Charley Skedaddle
- Author: Patricia Beatty
- Language: English
- Subject: Civil War
- Genre: Children's fiction
- Publisher: Troll Associates
- Publication date: 1987
- Publication place: United States
- Media type: Print
- Pages: 186 pages

= Charley Skedaddle =

1987 children's book by Patricia Beatty

Charley Skedaddle is a children's fiction book by Patricia Beatty. The book was first released in 1987 through Troll Associates, later winning the 1988 Scott O'Dell Award for Historical Fiction.
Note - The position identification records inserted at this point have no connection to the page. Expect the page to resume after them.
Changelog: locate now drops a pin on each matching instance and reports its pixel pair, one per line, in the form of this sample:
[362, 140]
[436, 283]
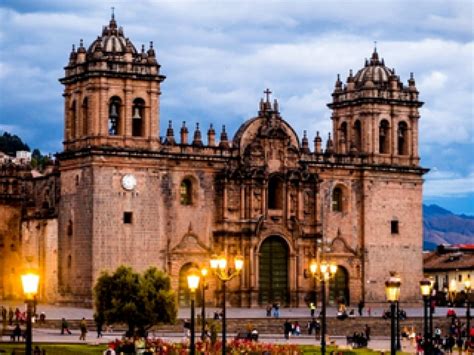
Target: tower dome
[374, 72]
[112, 40]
Charley Skedaddle is based on true American Civil War records.

==Synopsis==
The book follows Charley, a twelve-year-old boy who runs errands for the leader of the Bowery Boys. Then he decides to leave home after joining the Bowery Boys gang and causing trouble. All Charley wants is to be like his older brother Johnny, who was killed during the Battle of Gettysburg, so he leaves behind his gang life to join the 140th Regiment. He is initially eager to fight, but flees shortly after shooting a Rebel soldier. Ashamed, Charley keeps running and is captured by an enemy soldier but later flees again after gaining a chance to escape. He keeps running until he reaches the Blue Ridge Mountains, where he lives with Granny Bent, an elderly mountain woman who calls herself a "doctor-woman". Charley learns much from her and gains a new sense of maturity and self-respect. He is inevitably forced to flee again but with the knowledge that what he has gained from his time in the mountains will go with him.

==Reception==
Reception for Charley Skedaddle was positive, with the book receiving the 1988 Scott O'Dell Award for Historical Fiction.

The book is utilized in many classrooms, with teachers using it to help inform students about the American Civil War.